Thought-provoking engagement from Mind and Body in (dis)Harmony
“Don’t stop, thinking about tomorrow, don't stop, it'll soon be here.”
As the refrain from one of Fleetwood Mac’s greatest hits was beautifully sung by the choir, it couldn’t help but be seen as a poetic summary of the preceding hour.
On 8th June, St Cecilia’s Hall in Edinburgh played host to a wonderful event, with personal testimony mingled with uplifting musical performances and discussions around latest research.
The purpose of ‘Mind and body in (dis)harmony’ was to illustrate just how intrinsically linked mental and physical health are, and by the end of the evening, it seemed that purpose was achieved. Everything about the event focussed on the links between the two, starting from the two stands in the foyer, one looking at depression risk factors, and the other detailing Prescribe Culture.
Each speaker gave a detailed and thoughtful presentation, from differing perspectives:
- Kelly Fleetwood gave a broad overview of the evening, detailing the how to engage and outlining the schedule.
- Regina Prigge discussed the links between physical health and mental health, with a historic look back to Descartes and mind-body dualism.
- Professor Daniel Smith provided an overview of depression, it’s relation to comorbidities and looked at the research around physical illness as a risk factor. Returning later, he spoke about what science can do, what we as healthcare workers, as people, as a society can do
- And Pat Watson bravely outlined her experiences with depression, and how it affected her physical ill-health.
Each speaker circled back to the fact that while physical health is a risk factor for mental health, and vice versa, improvement in one can lead to improvements in the other as time goes by.

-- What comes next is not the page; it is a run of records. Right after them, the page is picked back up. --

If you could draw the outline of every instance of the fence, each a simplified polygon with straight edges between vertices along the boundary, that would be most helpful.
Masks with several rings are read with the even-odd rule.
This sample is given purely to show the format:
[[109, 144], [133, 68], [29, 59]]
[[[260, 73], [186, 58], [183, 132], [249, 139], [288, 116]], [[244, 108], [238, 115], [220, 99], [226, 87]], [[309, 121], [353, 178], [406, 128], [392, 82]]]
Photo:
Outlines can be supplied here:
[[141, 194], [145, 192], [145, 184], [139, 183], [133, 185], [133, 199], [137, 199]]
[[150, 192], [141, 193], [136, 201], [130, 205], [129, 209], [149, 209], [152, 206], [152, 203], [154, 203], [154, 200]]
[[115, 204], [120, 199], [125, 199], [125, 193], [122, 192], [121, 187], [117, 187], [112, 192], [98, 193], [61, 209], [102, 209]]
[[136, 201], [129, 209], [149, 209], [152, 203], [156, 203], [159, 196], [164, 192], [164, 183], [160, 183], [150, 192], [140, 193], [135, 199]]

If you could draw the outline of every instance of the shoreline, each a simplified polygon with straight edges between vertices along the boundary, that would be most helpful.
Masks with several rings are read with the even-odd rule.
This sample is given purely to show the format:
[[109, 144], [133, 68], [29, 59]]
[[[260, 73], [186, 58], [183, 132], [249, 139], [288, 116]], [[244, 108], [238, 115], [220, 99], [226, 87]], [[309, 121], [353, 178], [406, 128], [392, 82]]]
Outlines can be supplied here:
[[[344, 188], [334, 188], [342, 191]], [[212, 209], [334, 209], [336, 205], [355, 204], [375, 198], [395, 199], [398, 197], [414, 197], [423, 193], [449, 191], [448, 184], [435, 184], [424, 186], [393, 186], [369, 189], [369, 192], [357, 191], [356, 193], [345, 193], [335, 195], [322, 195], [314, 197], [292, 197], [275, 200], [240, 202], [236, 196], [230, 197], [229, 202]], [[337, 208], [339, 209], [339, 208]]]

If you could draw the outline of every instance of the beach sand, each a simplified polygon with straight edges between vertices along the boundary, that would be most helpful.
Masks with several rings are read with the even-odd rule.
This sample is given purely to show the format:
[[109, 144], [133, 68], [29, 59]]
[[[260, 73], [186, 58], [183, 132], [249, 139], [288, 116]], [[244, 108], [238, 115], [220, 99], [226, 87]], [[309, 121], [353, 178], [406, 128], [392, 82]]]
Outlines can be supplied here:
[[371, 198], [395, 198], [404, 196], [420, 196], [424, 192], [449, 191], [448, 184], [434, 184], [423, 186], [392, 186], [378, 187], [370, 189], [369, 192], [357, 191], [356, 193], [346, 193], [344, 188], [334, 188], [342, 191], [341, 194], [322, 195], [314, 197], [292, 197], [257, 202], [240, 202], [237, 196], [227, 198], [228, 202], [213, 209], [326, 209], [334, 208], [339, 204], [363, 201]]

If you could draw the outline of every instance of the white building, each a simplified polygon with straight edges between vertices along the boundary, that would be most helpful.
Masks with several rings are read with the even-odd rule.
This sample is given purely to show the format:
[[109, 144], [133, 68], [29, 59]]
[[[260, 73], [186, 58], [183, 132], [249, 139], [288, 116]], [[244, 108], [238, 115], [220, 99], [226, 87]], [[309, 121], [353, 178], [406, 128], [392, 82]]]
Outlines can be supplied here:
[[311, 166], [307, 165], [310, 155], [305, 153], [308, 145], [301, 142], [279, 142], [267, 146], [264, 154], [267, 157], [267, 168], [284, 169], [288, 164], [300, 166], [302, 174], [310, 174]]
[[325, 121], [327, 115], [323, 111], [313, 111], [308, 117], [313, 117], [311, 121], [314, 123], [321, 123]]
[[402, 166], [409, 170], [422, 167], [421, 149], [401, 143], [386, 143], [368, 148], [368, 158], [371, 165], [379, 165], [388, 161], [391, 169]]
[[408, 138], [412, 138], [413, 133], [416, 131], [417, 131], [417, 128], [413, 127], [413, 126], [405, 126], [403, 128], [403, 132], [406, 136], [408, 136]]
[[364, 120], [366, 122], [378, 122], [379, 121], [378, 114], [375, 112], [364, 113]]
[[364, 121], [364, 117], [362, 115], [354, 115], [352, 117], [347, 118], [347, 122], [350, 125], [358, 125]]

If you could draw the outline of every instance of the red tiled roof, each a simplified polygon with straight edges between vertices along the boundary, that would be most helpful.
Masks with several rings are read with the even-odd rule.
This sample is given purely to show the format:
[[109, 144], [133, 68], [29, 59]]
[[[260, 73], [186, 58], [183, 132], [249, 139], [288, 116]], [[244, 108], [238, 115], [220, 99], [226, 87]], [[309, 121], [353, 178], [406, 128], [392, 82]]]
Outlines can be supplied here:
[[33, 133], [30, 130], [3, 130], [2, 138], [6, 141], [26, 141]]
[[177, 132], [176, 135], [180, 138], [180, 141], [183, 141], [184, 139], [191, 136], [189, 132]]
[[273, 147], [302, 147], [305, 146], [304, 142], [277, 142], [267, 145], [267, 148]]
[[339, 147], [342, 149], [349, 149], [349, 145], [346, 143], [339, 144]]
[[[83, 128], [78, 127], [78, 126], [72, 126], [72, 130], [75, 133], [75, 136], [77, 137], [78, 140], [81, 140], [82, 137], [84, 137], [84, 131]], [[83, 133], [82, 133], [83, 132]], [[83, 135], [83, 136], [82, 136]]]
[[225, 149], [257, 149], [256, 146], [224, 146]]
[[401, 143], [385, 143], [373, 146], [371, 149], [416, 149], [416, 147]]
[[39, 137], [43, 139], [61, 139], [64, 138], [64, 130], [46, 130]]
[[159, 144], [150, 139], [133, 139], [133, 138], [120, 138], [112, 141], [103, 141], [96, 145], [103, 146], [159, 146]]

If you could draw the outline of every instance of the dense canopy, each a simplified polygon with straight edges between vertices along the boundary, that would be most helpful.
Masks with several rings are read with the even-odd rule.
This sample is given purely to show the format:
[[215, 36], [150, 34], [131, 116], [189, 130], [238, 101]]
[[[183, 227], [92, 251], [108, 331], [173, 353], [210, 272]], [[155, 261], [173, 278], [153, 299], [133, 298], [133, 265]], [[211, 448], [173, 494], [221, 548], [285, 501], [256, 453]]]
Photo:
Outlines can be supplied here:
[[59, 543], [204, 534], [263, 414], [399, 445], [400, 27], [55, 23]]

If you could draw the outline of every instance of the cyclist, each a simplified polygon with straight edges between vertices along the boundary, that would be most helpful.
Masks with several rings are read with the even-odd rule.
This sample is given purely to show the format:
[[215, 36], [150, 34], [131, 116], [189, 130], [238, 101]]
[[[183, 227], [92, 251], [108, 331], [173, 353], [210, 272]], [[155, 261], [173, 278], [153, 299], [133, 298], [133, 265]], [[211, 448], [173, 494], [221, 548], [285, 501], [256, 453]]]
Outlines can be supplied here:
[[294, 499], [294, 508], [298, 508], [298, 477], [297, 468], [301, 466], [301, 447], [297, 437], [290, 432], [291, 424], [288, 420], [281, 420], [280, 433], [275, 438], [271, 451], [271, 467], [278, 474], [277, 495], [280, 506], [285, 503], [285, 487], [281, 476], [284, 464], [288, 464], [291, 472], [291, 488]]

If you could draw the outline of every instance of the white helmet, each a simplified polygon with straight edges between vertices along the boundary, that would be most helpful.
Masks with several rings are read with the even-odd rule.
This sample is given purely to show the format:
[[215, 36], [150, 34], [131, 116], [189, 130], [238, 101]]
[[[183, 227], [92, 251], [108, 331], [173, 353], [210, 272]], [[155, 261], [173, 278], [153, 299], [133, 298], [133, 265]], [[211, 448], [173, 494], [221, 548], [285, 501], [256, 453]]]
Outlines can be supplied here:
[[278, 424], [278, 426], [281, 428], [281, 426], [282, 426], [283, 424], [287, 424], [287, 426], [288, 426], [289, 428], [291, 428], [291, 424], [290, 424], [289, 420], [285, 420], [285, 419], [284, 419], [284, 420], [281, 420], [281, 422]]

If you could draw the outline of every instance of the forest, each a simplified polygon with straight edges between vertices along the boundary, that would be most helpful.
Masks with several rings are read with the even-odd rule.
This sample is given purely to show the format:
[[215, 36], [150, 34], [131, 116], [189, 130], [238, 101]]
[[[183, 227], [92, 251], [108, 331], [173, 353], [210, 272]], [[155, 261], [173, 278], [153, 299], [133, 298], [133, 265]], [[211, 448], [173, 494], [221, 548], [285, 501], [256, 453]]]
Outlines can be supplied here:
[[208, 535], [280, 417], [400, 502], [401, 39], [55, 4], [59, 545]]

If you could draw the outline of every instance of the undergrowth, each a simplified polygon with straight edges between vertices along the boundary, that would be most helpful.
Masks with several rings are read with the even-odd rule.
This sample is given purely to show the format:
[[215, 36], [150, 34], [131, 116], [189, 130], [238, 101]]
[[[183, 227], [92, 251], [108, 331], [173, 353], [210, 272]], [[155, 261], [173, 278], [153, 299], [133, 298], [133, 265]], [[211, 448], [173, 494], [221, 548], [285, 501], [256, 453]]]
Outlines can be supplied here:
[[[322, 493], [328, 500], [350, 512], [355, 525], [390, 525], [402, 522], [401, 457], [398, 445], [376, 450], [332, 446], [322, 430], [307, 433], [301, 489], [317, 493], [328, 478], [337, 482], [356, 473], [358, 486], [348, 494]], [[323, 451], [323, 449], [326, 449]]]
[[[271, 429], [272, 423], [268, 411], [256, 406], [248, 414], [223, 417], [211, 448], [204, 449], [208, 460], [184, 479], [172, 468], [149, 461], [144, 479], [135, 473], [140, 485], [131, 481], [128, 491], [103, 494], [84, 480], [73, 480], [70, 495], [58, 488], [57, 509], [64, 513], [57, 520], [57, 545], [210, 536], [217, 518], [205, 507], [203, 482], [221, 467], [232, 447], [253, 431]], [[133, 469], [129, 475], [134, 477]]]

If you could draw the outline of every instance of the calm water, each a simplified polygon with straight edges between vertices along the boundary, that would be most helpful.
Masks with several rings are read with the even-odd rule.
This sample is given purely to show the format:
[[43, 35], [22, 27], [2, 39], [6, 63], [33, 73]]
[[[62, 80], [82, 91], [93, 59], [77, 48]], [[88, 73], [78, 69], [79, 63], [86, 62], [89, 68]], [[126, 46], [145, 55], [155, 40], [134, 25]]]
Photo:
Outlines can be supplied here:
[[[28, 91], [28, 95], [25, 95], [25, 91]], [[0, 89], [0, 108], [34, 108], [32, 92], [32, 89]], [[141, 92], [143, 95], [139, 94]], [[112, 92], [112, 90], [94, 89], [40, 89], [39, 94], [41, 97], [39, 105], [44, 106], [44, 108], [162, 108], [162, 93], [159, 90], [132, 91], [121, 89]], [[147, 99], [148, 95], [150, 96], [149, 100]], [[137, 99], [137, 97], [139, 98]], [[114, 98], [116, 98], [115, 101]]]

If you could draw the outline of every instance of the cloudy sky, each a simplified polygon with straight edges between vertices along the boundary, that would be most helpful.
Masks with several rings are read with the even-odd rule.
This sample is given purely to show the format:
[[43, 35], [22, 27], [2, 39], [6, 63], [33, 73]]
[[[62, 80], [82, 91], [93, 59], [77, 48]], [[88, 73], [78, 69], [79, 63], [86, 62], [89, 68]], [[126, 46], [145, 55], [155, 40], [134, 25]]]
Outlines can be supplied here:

The presentations were broken up by songs sung fabulously by Forth Valley Chorus, who impressed in what was their first public performance since covid restrictions were first put in place. Human, Change the World and Rolling in the Deep were among those given a powerful delivery.
Throughout each section, there was a clear theme of ‘what brings you joy’, with Pat mentioning her garden and dog, and the Director of the choir mentioning the choir itself – bringing a sense of community to those involved.
The level of detail within the discussion between the audience and researchers at the end showed a high level of engagement with the topic at hand, and it seemed as though everyone left the building with a clearer picture of how to improve both physical and mental health. Or, as Fleetwood Mac would put it:
“It'll be better than before; yesterday’s gone, yesterday’s gone.”